Para ilustrar esta crisis pendular es necesario remontarnos a unas décadas atrás, cuando el discurso oficial, el dogma y la religión de la política mexicana no permitían ni la menor duda sobre las bondades, maravillas y resultados extraordinarios del poder público en cualquier actividad.
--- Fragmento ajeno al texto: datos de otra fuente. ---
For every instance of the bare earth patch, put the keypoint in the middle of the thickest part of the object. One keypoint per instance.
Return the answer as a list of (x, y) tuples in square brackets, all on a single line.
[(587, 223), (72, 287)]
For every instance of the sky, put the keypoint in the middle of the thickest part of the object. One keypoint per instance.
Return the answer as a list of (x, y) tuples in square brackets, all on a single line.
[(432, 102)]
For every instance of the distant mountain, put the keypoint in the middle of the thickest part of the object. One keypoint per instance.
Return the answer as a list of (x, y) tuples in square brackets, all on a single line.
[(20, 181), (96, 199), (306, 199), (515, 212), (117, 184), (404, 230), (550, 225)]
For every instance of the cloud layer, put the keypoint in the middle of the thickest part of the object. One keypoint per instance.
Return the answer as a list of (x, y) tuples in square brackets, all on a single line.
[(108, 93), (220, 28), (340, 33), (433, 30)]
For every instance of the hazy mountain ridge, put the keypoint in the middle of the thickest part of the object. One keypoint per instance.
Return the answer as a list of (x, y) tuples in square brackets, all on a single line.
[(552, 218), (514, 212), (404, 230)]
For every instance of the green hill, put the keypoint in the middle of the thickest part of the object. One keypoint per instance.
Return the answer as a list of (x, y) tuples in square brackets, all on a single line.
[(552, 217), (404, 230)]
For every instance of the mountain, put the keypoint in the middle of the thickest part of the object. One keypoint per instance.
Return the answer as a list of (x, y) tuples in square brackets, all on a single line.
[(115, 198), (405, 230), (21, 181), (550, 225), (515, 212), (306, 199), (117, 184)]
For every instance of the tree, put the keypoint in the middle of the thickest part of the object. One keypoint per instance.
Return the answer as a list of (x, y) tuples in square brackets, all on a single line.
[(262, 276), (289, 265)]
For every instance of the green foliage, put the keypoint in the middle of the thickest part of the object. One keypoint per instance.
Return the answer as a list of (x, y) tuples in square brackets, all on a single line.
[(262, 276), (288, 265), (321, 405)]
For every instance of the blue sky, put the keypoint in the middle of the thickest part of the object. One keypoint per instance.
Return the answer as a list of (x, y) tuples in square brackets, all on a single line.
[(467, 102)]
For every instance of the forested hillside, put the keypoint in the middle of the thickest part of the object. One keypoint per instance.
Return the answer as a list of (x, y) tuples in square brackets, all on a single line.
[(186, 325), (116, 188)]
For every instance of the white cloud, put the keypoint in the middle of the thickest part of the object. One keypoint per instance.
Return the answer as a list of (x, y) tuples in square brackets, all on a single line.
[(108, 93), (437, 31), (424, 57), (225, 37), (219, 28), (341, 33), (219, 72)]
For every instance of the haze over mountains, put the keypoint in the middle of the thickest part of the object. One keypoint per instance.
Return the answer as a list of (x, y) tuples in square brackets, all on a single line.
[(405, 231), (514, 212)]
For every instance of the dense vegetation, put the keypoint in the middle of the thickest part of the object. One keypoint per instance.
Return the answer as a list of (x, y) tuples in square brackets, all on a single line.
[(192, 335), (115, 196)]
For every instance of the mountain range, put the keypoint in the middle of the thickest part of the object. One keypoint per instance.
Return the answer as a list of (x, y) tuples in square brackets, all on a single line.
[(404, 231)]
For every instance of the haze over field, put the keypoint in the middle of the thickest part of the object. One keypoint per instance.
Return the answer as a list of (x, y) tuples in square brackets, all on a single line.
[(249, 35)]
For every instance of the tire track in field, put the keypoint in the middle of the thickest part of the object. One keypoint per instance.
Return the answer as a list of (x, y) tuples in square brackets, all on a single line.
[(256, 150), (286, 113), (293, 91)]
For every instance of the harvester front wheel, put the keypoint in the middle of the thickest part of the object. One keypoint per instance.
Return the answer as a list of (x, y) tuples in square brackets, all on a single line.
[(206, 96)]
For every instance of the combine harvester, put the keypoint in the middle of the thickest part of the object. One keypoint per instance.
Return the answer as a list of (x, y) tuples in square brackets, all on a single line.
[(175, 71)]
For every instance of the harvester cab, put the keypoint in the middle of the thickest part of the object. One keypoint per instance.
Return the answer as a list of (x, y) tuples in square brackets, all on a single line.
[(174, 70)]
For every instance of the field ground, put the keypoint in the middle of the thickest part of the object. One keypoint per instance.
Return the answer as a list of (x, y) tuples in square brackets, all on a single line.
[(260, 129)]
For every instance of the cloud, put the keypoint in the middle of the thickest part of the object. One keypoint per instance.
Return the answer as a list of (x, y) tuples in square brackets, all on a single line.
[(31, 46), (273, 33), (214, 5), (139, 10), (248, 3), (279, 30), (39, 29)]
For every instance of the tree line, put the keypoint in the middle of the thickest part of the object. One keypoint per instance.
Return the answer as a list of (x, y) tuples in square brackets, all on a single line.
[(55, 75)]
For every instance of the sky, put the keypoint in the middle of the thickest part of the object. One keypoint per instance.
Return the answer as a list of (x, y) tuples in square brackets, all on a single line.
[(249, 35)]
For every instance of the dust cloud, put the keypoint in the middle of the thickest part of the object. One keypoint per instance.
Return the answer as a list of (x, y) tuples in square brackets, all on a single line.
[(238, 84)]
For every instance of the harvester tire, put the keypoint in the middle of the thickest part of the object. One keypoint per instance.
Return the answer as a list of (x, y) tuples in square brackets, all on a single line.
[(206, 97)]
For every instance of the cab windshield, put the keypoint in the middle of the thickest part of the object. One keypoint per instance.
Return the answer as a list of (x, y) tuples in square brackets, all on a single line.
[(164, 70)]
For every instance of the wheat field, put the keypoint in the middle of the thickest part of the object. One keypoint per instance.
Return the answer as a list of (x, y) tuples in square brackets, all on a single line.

En ese entonces la iniciativa privada debía ocultarse vergonzante y culpígena mientras amasaba sus fortunas en contubernio secreto con los mismos políticos que eran dueños del petróleo, la electricidad, los bancos, las fábricas, las tiendas y, si nos descuidábamos, hasta del aire contaminado que pudiéramos respirar; y de esa manera, las glorias del Gran Púas Echeverría llegaron a su apogeo, mientras el Estado mexicano construía bicicletas y triciclos, administraba cabarets y era el amo y señor de todos los rubros de la productividad nacional.
Después de esa apoteosis vino el caos, y entonces comenzaron las nacionalizaciones, las privatizaciones, el Fobaproa, las quiebras, los inmensos trinquetes que se organizaron con motivo de la venta o entrega de las grandes empresas públicas a los “cuates”; y de ese modo las carreteras, los aeropuertos, las comunicaciones y las líneas aéreas han ido oscilando de un extremo al otro, entre el dogma público y la religión privatizante; todo ello en medio de más quiebras sangrientas, escándalos financieros de nota roja, ridículos inconmensurables, fabulosas fortunas personales y toda la gama de desaciertos, latrocinios y fracasos que nos han dejado a todos los mexicanos atónitos y sin saber en quién creer, porque tal parece que nuestros dioses se han vuelto locos.
Ante esa inmensa confusión y para salir del tsunami financiero del petróleo, si hiciéramos un acto de contrición y humildad, y aceptáramos que sería muy útil reconocer el porqué del “cochinero” en que se ha convertido Pemex, quizá nos encontraríamos con una serie de claroscuros que nos darían la pauta para encontrar soluciones lógicas y elementales frente a los esfuerzos de miles de técnicos y trabajadores, y los abismos de corrupción en todos los niveles, desde el más elemental hasta el más alto; en laberintos donde nos habremos de encontrar muchas caras conocidas, apellidos ilustres, personajes secretos, hombres y mujeres de paja, pícaros autóctonos y globalizados y una anarquía que sería insostenible si no existieran los ríos de petróleo y los intereses que sostienen la marcha de esa institución para convertirla en un enorme botín.
Frente ese panorama, ¿podríamos aspirar a tener una reacción madura, para antes que nada limpiar esa casa que está hecha un asco, cortando uñas, garras y colmillos? Puesto que una ley no podrá resolver lo que nosotros mismos, a diario, no queramos comprometernos seriamente a realizar.
Esa es la gran pregunta que seguramente caerá en el vacío que ha dejado la batahola de emos y punks legislativos que hoy estamos sufriendo.